FIG. 15 is a diagram illustrating a second known example.

[Explanation of symbols]

 AC slab 1 Support member 2 ALC panel 2a Short side 2b Long side 3 Outer edge 4,11,12 Transmission member 4a Lower surface contact piece 4b Fore face contact piece 4c Upper surface contact piece 4d Hole 6 Joint 7 Cotter 8 Opening Part 9 Intermediate beam 10 Fixture 13 ALC dedicated screw 14 Pillar 21 Structural surface material 22, 25, 27, 28 Connection member 22a Standing piece 22b Connection piece 22c Fixing piece 23 Joint 24 Screw 31 ALC panel 32 Fixture 33 Face material Fixing screw 33a Screw part 33b Rod part 33c Head

Claims (10)

[Claims] 1. A slab structure having a plurality of precast lightweight concrete panels laid or fixed directly or indirectly on a support member, wherein a horizontal force acting on one of the outer edge of the slab and the support member is provided. A slab structure characterized in that it is connected so as to be able to transmit to the other in a dispersed manner and is fixed so as to prevent deformation of the slab. 2. A transmission member in which a slab is constituted by a plurality of precast lightweight concrete panels laid on a support member, and the plurality of precast lightweight concrete panels corresponding to the outer edges of the slab transmit a horizontal force in a distributed manner.

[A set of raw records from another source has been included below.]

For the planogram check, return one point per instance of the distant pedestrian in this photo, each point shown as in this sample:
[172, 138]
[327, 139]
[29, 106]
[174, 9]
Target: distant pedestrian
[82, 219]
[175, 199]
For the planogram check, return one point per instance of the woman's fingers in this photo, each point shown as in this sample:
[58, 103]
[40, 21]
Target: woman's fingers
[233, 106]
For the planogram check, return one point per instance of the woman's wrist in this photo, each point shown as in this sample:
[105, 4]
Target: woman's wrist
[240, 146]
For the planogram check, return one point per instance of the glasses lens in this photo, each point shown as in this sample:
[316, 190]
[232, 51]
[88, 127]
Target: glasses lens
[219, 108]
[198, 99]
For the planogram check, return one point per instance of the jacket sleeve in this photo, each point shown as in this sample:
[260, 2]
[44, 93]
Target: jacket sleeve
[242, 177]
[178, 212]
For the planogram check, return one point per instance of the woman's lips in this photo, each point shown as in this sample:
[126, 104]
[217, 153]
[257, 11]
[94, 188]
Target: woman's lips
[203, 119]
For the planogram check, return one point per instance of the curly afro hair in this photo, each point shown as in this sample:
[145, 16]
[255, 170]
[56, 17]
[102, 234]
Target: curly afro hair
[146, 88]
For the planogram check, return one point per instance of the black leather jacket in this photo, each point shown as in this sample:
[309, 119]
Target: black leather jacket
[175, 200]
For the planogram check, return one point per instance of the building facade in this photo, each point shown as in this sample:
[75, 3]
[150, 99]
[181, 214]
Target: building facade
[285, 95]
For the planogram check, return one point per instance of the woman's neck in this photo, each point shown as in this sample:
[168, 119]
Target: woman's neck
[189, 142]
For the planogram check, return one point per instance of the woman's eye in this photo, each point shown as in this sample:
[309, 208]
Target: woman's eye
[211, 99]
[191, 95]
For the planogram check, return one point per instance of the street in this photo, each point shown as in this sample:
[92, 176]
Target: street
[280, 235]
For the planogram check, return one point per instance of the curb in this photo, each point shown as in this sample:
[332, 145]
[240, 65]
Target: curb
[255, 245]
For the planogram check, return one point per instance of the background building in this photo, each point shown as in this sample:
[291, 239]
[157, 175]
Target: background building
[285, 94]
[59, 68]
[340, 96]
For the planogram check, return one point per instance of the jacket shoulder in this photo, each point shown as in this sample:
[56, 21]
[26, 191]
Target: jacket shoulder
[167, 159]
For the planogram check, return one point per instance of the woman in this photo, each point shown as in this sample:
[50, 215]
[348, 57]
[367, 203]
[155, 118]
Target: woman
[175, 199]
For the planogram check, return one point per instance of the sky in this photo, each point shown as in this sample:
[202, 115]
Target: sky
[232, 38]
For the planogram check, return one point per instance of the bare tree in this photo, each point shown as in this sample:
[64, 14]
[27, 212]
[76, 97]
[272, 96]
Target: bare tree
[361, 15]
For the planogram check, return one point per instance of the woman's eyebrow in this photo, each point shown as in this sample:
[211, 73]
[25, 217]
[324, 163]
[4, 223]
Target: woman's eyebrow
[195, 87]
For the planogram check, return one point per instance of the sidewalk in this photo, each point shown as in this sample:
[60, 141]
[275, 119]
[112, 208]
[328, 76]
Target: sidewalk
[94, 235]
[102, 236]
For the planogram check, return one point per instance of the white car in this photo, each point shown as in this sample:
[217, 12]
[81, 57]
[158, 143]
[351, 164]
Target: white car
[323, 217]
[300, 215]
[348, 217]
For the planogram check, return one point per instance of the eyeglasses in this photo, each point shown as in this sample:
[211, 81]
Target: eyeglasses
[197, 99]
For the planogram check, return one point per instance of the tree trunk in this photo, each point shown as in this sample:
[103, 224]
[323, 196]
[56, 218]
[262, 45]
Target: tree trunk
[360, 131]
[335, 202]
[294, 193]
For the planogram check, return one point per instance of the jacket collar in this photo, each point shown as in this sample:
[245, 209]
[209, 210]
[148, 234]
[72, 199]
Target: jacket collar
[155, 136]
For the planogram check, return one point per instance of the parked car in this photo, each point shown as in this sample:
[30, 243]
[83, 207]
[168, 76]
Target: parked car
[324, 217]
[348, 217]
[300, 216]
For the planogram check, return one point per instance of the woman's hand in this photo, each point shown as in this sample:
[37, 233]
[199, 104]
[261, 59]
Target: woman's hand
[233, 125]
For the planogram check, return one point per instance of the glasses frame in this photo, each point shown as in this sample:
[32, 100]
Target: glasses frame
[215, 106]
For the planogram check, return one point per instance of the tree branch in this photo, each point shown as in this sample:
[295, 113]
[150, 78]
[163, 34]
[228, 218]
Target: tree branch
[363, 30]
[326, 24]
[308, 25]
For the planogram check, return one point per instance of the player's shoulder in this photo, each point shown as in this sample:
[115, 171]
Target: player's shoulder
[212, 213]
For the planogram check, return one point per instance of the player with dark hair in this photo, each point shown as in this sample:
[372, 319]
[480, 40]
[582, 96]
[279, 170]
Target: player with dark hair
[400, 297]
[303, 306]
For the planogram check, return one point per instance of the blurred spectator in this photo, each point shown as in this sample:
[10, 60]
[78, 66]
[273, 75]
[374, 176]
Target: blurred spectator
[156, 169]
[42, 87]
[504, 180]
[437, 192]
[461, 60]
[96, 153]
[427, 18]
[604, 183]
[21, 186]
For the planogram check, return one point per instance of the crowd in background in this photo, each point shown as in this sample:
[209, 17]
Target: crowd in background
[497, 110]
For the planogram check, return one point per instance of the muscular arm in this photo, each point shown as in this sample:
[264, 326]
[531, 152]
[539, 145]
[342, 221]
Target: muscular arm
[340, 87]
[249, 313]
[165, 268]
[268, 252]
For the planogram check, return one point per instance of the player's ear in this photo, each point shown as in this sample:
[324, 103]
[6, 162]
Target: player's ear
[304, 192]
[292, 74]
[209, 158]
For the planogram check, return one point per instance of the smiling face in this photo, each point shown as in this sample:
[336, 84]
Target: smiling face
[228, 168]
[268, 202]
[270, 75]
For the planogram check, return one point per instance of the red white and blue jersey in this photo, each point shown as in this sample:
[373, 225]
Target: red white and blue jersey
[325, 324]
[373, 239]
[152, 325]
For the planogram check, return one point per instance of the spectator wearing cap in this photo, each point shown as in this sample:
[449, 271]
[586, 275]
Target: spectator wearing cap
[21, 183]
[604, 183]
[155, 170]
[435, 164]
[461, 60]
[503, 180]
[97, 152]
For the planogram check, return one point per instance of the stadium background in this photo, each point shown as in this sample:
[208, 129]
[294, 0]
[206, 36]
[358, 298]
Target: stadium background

A slab structure characterized in that joint restraint means are formed in a part or all of joints formed between adjacent precast lightweight concrete panels, and the joints are fixed to a support member through the joint. 3. The transmission member has a lower surface contact portion abutting on a lower surface of the precast lightweight concrete panel, and a small surface contact portion abutting on a small surface of the precast lightweight concrete panel. Item 2. A slab structure according to item 2. 4. A slab comprising a plurality of precast lightweight concrete panels laid on a support member, and a plurality of structural face members laid adjacent to each other on said precast lightweight concrete panels, The precast lightweight concrete panel and the structural face material are integrally fixed to each other, and the structural face material corresponding to the outer edge of the slab is fixed to the support member directly or via a connecting member. Slab structure. 5. The slab structure according to claim 4, wherein the connecting member has a fore-face contact portion that contacts the fore-face of the lightweight precast concrete panel. 6. Joints between structural face materials are formed on all or part of the precast lightweight concrete panels constituting the slab, and the structure constituting the joints is provided. 5. The surface material and a precast lightweight concrete panel corresponding to the joint are fixed to each other.
Or the slab structure described in 5. 7. A joint formed between a plurality of precast lightweight concrete panels constituting the slab and a joint formed between a plurality of structural face materials laid on the precast lightweight concrete panel. The slab structure according to any one of claims 4 to 6, wherein joints between the precast lightweight concrete panels are formed with joint restraining means at joints where the following conditions are satisfied. 8. A plurality of structural slabs in which a slab is laid on a support member, and an out-of-plane bending rigidity laid on the structural slab and on the support member and greater than the structural slab. A plurality of precast lightweight concrete panels are provided, and a structural surface material corresponding to the outer edge of the slab is fixed to a support member, and the precast lightweight concrete panel is fixed to the support member or the structural surface material. A slab structure characterized by the following. 9. A precast lightweight concrete panel in which joints formed between the structural face members constituting the slab are the same in the vicinity of each joint of the structural face materials constituting the joint portion. 9. The slab structure according to claim 8, wherein the slab is fixed to the same support member. 10. A fixing means for fixing the structural panel and the precast lightweight concrete panel from the upper surface side of the precast lightweight concrete panel so as to draw the structural panel to the precast lightweight concrete panel side. 9. The method according to claim 8, wherein
Or the slab structure described in 9.